Piccola bimba vestita di rosso con una bambolina in mano, ti ho incontrato per un attimo nel villaggio Kirghiso sugli elevati altopiani del Pamir cinese; in quel luminoso mattino di agosto facesti capolino dalla porta della tua "yurta", curiosa come tutti i bambini del mondo, e mi concedesti solo quello scatto prima di rientrare impaurita.
Era il 1990, ormai sarai una donna e chissà se vivi ancora in quello sperduto villaggio lungo la Via della Seta; forse lassù tutto sarà cambiato, i mezzi motorizzati avranno sostituito i cammelli e le case in muratura le "yurte" in feltro, sicuramente il nomadismo dei kirghisi sarà stato interrotto dai cinesi e con esso tradizioni e costumi.
Di allora mi rimane quella foto che ha fermato il tempo e ripropone un mondo intatto, ormai perduto… molte volte una sola immagine può essere sufficiente per cogliere il nocciolo di una storia: questo è il miracolo della fotografia.
Sugli elevati altopiani del Pamir cinese, i nomadi Kirghisi utilizzano cammelli e cavalli per spostarsi da una valle all'altra, alla ricerca di nuovi pascoli per i loro animali. Le verdeggianti sponde del lago Karakul contrastano con le montagne circostanti, brulli e arrotondati rilievi che si perdono in lontananza, culminando nelle scintillanti vette del Kongur. Le bianche tende in feltro - le yurte - occupano gli spazi pianeggianti della montagna, i nomadi vi trascorrono la breve estate con le loro mandrie di yak.
Un anziano a cavallo mi viene incontro: la lunga barba incolta, il colbacco di pelliccia e l'aspetto fiero mi ricordano le feroci orde di Gengis Khan che giunsero fin qui in epoche passate.
Sulla porta di una yurta una bambina vestita di rosso mi osserva immobile, ha tra le mani una bambola di pezza che si stringe al petto. Qui nulla sembra cambiato dai tempi in cui il nostro Marco Polo descriveva la vita di queste contrade nel suo Milione. Passò per la città di Kashgar e scrisse: "E a Casciar vivono di mercanzia e di arti. Egli hanno belli giardini e possessioni. Vi nasce bambagia e lino e sonvi molti mercanti che cercano tutto il mondo". Certamente il veneziano trovò una città ricca e commercialmente attiva, un nodo viario importante situato tra il cuore del grande Impero cinese e le vie carovaniere che congiungevano l'Oriente con il bacino del Mediterraneo.

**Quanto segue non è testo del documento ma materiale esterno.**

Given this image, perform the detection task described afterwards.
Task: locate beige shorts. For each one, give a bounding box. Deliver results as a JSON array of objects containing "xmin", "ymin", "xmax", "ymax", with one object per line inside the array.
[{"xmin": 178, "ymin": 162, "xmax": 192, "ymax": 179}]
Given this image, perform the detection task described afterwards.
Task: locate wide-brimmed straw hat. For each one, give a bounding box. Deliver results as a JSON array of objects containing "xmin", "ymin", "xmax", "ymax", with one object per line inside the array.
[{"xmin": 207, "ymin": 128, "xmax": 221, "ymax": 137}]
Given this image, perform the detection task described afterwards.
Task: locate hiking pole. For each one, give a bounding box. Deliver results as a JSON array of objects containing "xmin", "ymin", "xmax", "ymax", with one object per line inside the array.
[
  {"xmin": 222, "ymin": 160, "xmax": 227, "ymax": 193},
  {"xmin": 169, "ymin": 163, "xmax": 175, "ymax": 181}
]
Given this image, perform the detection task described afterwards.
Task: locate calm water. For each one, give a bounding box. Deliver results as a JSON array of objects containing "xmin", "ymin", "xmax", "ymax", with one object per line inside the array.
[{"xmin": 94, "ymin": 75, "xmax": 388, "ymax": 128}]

Nonostante diversi secoli siano trascorsi, Kashgar è ancora una città florida, il suo mercato domenicale è conosciuto in tutto il mondo e vi si concentrano più di 5000 persone che già dalle prime ore del mattino, convergono nel capoluogo trasformandolo nel più grande bazar dell'Asia centrale. Arrivano al ritmo traballante dei carretti trainati da asini o cavalli, gli uomini avvolti nei lunghi cappottoni di lana e con i colbacchi di pelliccia; le donne col volto coperto da un pesante velo marrone; nel vociare incessante, il profumo delle spezie e della frutta si mescola al fumo dei narghilè, all'odore dei dolci d'uva sultanina, ai profumi che si alzano dalle centinaia di ristorantini all'aperto.